Collecting metrics, logs, and traces is only valuable if someone or something acts on them.
An alert that fires but goes unnoticed, an incident that requires ten manual steps to respond to, or an on-call engineer who receives hundreds of notifications and cannot identify which ones matter.
These are signs that observability data is not being turned into effective action.
What Makes a Good Alert
Before building alerts, it is worth defining what a good alert looks like. A good alert has three properties:
1. Actionable: When the alert fires, there is a clear action the recipient should take. An alert that says "CPU is high" with no context and no defined response is not actionable. An alert that says "API error rate exceeded 5% for 3 consecutive minutes — check CloudWatch Logs for payment-service errors" is.
2. Accurate: The alert fires when there is a real problem and does not fire when there is not. An alert that fires frequently without a real problem is called a false positive, and it is the fastest way to train your team to ignore alerts entirely.
3. Timely: The alert fires early enough for the team to respond before significant user impact occurs. An alert that fires 30 minutes after a problem started is better than nothing but not good enough for a production system.
CloudWatch Alarms as the Foundation
CloudWatch Alarms are the primary alerting mechanism on AWS. The key to effective alerting is configuring them correctly.
1. Use multiple evaluation periods: Rather than alarming on a single data point, which can be a spike require the metric to breach the threshold for several consecutive evaluation periods. For example, error rate above 5% for 3 out of 3 evaluation periods of 1 minute each. This eliminates transient spikes from triggering false alarms.
2. Alert on symptoms, not causes: Alert on what users experience — high error rates, slow response times, unavailability — rather than on internal system metrics like CPU usage. CPU at 90% may or may not be a problem. An error rate of 10% definitely is.
3. Use composite alarms: Composite alarms combine multiple alarms with AND/OR logic. Alert only when error rate is high AND latency is elevated — not just when one condition is true alone. This dramatically reduces noise.
Routing Alerts — Amazon SNS
When a CloudWatch Alarm fires, it sends a notification to an Amazon SNS topic. SNS then distributes that notification to one or more subscribers — email addresses, SMS numbers, HTTP endpoints, Lambda functions, or SQS queues.
Alert Routing Best Practices
Route alerts by severity. A critical production outage should wake someone up immediately. A warning about elevated memory usage during off-hours can wait until morning.

When an alert fires and requires human response, a defined incident response workflow ensures the right things happen in the right order, quickly and consistently, regardless of who is on call.

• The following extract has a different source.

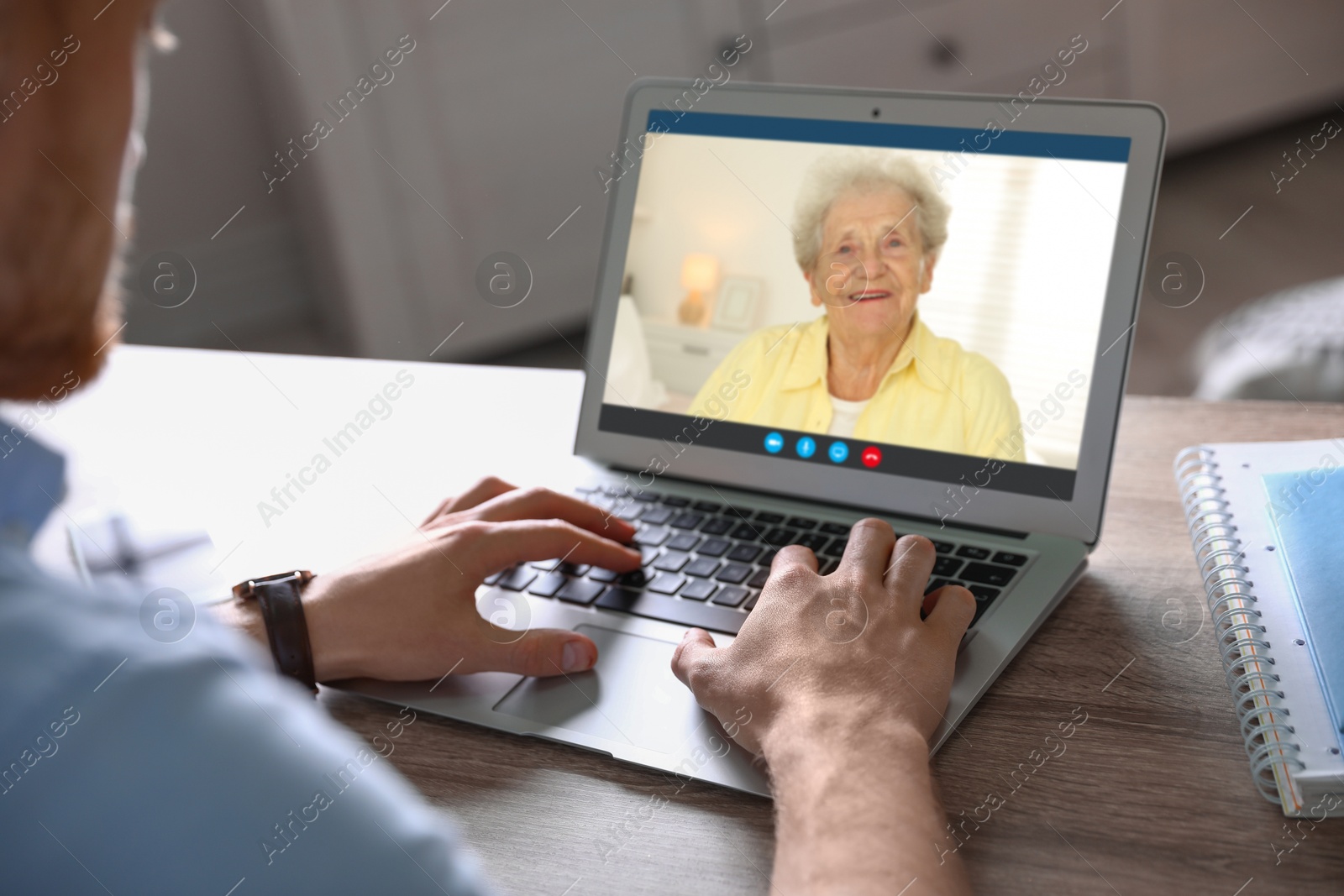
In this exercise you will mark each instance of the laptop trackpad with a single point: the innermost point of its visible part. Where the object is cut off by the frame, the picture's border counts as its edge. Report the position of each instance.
(631, 696)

AWS Systems Manager Incident Manager
AWS Systems Manager Incident Manager is a purpose-built incident response service. When an alert fires, Incident Manager can automatically:
1. Create an incident record with the alert details, affected resources, and severity.

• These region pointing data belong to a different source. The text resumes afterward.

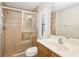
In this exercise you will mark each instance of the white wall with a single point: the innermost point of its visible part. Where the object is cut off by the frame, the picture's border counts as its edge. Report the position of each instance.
(67, 21)
(45, 10)
(0, 30)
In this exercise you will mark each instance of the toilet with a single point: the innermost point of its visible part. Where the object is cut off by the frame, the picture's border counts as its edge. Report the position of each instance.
(32, 51)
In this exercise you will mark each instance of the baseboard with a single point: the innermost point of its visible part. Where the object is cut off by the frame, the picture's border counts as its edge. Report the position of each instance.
(18, 54)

2. Page the on-call engineer through PagerDuty, OpsGenie, or SMS.
3. Start a video bridge for team coordination.
4. Attach a runbook — step-by-step response instructions — directly to the incident.
5. Track all actions taken during the incident for the post-mortem.
This means the moment an alarm fires, the entire incident response process kicks off automatically, without someone needing to manually create a ticket, find the runbook, and notify the team.
Runbooks
A runbook is a documented procedure for responding to a specific type of incident. Every common incident type should have a runbook:
1. API error rate spike — check these CloudWatch logs, look for these patterns, escalate if X.
2. Database connection exhaustion — run this query, check these metrics, apply this fix.
3. Deployment failure — roll back using this procedure, notify these people.
Runbooks reduce the cognitive load on the on-call engineer, especially at 3am, and ensure the response is consistent regardless of experience level.
AWS Systems Manager Automation can make runbooks executable, rather than a document of manual steps, an automation runbook runs the steps programmatically.
A Lambda function is invoked, an EC2 instance is restarted, a scaling policy is adjusted — all triggered automatically from the incident record.
Automated Remediation
The most mature incident response involves no human at all for well-understood failure modes. Automated remediation uses Lambda functions triggered by CloudWatch Alarms to respond to incidents automatically.

The pattern is always the same, CloudWatch Alarm fires → SNS topic receives notification → Lambda function is invoked → remediation action is taken automatically.
Post-Incident Reviews
Every significant incident, and many minor ones — should be followed by a post-mortem or post-incident review. DevOps culture treats these as blameless learning exercises.
A post-mortem answers:
1. What happened and when?
2. What was the user impact?
3. What caused the incident?
4. How was it detected — alert, user report, or accidental discovery?
5. What actions were taken and did they help or hurt?
6. What can be done to prevent recurrence?
7. What can be done to detect it faster next time?
The output of a post-mortem should be concrete action items — new alerts, runbook improvements, infrastructure changes, or code fixes with owners and deadlines.